I spent the other evening skimming a biography of a woman who won the Pulitzer Prize for fiction in 1929. I'd never heard of her or her novel; you haven't either. At the time it was considered a shocking and sensual novel about a black woman and her sensual, shocking life, written by a white plantation mistress. Perhaps it was a step forward for civil rights in 1929, but the snippets of her writing in the biography made my teeth ache. One more book to be culled from the shelves.
People tend to think that writing is a vastly creative act that confers a certain immortality on the author's thought, but the truth is that most books published are read by a few people and then quickly forgotten. (Or, in the case of Dan Brown's novels, read by many people and then quickly forgotten.) This is attested to by the myriad forgotten tomes here, their few insights had been gleaned in one quick deflowering years ago. And what of all those authors who poured so much ink and effort into getting their baby into print? What did they neglect in order to write these dusty books?
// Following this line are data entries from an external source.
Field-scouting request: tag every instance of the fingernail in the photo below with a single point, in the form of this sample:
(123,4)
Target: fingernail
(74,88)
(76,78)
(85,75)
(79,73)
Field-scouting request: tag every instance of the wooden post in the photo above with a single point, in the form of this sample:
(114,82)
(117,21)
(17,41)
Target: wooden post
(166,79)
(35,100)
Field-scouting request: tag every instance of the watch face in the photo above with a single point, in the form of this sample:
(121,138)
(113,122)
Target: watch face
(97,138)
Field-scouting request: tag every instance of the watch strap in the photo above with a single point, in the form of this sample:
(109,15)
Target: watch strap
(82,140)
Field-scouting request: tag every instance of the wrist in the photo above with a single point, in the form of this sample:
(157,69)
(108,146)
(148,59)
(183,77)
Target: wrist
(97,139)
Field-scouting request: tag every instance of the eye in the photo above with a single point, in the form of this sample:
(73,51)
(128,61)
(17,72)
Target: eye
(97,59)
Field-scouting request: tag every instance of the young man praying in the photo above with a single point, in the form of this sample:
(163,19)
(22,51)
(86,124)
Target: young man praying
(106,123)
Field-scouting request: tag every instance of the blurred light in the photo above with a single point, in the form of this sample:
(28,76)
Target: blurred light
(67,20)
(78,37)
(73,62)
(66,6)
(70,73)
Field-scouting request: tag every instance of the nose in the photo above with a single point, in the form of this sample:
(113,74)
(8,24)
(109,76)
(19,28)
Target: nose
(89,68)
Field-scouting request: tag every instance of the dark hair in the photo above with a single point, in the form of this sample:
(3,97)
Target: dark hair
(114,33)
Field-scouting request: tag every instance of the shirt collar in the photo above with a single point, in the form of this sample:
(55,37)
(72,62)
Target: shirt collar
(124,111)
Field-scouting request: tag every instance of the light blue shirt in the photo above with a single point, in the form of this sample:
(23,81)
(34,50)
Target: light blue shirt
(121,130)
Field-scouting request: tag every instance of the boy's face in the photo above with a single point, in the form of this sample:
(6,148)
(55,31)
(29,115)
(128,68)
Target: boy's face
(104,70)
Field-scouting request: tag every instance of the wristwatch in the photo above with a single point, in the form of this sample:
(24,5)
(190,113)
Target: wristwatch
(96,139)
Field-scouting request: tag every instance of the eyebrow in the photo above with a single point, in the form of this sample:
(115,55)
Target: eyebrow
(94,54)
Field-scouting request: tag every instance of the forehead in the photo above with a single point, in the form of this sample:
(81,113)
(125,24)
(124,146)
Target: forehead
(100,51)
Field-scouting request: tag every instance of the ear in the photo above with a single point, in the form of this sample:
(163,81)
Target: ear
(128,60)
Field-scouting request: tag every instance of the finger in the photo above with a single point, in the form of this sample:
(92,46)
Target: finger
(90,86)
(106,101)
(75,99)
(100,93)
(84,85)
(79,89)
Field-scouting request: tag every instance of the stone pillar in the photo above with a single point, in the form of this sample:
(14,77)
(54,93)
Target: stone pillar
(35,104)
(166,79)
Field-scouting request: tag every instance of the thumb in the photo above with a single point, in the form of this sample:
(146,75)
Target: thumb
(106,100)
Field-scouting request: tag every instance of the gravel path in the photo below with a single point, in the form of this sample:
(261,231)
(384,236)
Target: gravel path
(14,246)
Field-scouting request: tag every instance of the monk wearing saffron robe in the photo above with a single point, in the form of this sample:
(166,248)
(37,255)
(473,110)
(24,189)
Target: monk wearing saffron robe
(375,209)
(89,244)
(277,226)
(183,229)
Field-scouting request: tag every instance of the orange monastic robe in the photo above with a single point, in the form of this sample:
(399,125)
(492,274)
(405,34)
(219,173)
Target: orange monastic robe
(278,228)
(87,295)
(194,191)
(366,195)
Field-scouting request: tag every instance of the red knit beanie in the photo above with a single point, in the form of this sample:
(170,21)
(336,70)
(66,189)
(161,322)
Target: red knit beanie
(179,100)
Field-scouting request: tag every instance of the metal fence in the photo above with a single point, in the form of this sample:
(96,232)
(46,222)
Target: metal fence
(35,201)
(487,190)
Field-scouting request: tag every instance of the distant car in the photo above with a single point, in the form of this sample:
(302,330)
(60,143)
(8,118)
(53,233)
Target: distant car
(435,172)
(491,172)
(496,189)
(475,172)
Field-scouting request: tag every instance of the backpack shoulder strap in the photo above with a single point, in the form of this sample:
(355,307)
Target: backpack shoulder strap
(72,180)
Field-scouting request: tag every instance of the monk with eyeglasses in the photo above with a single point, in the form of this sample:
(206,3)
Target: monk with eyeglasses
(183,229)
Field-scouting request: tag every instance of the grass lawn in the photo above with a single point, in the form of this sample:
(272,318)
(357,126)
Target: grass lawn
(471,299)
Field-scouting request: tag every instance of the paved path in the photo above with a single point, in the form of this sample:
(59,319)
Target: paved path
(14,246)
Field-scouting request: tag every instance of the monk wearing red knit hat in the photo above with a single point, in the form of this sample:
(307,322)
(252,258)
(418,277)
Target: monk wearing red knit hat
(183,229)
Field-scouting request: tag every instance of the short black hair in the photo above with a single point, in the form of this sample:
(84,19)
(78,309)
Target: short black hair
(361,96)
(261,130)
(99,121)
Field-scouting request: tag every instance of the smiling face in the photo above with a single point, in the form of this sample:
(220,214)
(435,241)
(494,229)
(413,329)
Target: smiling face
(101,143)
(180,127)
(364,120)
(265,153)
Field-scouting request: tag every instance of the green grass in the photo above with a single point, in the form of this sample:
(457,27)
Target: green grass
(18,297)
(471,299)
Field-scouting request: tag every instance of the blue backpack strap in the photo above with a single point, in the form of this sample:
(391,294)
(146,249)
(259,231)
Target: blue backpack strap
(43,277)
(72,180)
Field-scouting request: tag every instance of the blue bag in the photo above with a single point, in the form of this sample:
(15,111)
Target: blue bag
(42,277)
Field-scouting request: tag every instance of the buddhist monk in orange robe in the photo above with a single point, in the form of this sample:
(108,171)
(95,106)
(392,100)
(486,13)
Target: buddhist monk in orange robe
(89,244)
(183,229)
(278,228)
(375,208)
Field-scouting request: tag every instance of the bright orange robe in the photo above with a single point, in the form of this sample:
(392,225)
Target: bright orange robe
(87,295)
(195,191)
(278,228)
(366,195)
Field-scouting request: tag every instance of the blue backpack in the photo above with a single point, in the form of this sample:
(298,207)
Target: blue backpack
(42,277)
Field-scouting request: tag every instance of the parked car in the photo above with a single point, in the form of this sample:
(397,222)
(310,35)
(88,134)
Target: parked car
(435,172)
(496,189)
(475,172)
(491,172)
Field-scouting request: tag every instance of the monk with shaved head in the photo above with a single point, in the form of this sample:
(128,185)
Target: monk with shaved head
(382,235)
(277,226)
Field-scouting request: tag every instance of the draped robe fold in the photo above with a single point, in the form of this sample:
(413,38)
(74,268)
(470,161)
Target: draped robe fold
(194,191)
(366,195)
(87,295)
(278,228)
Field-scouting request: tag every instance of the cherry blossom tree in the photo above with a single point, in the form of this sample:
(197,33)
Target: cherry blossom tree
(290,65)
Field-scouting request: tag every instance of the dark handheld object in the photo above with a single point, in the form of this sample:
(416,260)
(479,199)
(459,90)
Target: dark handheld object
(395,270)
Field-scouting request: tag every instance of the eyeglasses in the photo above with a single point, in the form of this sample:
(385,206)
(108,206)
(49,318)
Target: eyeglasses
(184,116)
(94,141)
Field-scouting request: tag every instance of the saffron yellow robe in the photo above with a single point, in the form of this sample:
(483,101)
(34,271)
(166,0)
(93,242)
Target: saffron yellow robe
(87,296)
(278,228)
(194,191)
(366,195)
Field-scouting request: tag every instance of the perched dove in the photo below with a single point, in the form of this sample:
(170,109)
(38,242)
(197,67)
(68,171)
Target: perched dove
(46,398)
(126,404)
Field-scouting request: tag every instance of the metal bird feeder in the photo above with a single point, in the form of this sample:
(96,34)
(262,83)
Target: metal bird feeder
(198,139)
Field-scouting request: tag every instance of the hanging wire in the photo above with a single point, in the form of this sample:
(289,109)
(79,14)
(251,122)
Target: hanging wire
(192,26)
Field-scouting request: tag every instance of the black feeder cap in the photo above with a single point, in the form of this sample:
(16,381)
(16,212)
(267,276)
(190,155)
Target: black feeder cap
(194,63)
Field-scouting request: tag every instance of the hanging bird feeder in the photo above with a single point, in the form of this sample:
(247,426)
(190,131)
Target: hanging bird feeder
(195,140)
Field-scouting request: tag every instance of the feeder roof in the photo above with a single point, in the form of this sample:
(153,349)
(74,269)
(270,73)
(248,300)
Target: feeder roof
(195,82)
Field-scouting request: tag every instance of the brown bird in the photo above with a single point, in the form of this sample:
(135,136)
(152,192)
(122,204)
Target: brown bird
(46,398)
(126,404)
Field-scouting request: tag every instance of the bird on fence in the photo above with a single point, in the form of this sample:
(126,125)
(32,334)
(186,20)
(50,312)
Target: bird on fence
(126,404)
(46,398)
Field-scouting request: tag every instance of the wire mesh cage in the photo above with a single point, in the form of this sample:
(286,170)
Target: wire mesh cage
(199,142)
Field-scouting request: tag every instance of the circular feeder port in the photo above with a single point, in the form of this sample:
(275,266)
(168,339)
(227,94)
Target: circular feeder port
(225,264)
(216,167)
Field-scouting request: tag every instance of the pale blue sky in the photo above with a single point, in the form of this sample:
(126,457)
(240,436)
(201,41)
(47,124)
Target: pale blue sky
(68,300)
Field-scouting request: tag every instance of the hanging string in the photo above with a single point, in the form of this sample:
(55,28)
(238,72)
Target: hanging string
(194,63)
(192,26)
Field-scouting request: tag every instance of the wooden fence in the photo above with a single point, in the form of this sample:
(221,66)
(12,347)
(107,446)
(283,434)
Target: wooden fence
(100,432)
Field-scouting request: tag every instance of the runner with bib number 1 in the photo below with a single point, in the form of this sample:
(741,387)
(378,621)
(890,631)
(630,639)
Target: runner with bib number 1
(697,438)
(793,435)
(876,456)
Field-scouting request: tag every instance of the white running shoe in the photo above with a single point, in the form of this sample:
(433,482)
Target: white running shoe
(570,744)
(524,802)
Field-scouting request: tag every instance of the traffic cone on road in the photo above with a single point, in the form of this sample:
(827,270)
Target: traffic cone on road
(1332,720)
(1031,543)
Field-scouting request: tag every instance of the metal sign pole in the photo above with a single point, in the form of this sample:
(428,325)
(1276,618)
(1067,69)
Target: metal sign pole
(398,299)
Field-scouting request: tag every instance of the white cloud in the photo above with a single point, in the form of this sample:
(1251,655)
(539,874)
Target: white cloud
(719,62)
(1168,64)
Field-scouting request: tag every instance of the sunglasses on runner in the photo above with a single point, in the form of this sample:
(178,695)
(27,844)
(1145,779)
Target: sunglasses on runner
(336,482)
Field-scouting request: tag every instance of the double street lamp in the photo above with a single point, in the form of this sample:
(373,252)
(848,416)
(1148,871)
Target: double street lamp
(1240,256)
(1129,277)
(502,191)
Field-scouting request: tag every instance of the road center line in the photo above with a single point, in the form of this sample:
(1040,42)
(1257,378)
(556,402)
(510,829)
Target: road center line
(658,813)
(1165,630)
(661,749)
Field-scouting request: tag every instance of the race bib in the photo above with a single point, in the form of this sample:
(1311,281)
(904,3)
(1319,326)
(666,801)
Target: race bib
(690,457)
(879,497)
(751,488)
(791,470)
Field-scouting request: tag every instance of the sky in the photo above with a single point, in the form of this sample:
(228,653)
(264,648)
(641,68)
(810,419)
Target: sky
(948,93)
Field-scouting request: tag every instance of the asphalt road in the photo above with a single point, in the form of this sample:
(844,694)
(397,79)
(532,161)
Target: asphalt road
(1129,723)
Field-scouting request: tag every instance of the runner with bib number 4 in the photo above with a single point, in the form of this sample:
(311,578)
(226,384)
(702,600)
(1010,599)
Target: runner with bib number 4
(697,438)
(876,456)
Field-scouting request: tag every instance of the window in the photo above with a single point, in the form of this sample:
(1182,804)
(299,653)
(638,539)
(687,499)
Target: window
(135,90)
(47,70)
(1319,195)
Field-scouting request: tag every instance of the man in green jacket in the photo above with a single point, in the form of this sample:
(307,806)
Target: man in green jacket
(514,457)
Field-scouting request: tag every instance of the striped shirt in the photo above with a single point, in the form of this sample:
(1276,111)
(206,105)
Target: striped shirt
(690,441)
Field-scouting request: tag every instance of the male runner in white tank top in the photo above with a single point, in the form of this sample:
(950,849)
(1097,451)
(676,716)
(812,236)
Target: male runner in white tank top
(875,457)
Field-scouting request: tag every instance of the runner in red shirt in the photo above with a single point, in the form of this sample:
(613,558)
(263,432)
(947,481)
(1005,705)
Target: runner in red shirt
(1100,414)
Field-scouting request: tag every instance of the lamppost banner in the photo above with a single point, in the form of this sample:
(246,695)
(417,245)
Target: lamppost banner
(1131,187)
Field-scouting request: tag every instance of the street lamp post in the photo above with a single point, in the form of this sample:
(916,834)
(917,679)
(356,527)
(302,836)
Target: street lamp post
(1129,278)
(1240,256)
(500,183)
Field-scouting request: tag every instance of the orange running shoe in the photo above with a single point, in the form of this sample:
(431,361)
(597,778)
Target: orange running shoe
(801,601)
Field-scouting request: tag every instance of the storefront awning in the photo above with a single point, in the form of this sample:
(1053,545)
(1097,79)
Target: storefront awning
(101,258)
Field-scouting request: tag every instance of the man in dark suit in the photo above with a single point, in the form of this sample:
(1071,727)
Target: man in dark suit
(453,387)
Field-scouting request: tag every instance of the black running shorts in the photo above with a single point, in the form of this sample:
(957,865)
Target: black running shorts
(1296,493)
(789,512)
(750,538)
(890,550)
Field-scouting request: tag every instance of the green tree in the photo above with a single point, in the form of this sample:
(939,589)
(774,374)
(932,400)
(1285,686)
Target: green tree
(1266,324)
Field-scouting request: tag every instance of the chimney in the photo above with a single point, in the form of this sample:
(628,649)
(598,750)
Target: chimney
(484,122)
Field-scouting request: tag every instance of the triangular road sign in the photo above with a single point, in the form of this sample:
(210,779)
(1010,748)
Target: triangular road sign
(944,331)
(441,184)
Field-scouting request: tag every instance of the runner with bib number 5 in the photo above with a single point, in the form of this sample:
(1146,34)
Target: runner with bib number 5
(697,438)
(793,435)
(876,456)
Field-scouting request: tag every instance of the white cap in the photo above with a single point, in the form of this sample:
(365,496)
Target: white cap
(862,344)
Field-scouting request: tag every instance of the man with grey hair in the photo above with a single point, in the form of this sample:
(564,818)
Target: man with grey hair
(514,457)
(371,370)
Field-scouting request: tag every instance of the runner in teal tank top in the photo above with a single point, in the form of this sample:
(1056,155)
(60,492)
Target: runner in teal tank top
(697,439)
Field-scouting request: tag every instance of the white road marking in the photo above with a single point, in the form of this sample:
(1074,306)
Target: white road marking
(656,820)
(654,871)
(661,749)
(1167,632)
Betty Duffy, who has more literary power in her pencil eraser than Ms. Pulitzer 1929 had in her collected works, writes:
And I thought, heck--why wait to get pregnant for this reward? I'm going to enroll in the Master's Program now!
I downloaded the application materials. I talked to friends who are enrolled in the program. I had my husband's approval. All systems were go.
Then I got pregnant. It's funny how this works on me. Maybe other women don't feel this way about having babies--but I called Pedge on my way home from my last community class in which I'd been a lackluster participant, and asked why it is that I've lost interest, once again, in these projects I've built up in my mind. Is it that I'm chicken? I'm afraid of failure, and having babies is away of excusing myself from trying? Am I just morning sick? Do I harbor some deep-seated anti-feminist notion that I don't deserve further education? Why do these things that were so important and exciting to me just a month ago, suddenly feel so trivial?
Pedge put into words for me what I had begun to sense, but felt sort of stupid saying, since at the time I was only a few weeks along: "You really are a different person than you were two weeks ago. You're now a mother of six. It's completely unknown territory to you and it makes perfect sense that you would want to move other things out of the way so that you have room to become the person you are going to be."
And it doesn't mean I'll never go get that MFA, or nurture anything other than children--but for now there really is nothing else I want to do but allow myself to mother this child.
My congratulations to Betty, who in raising her six children is engaged in one of the most essential and enduring occupations in this world.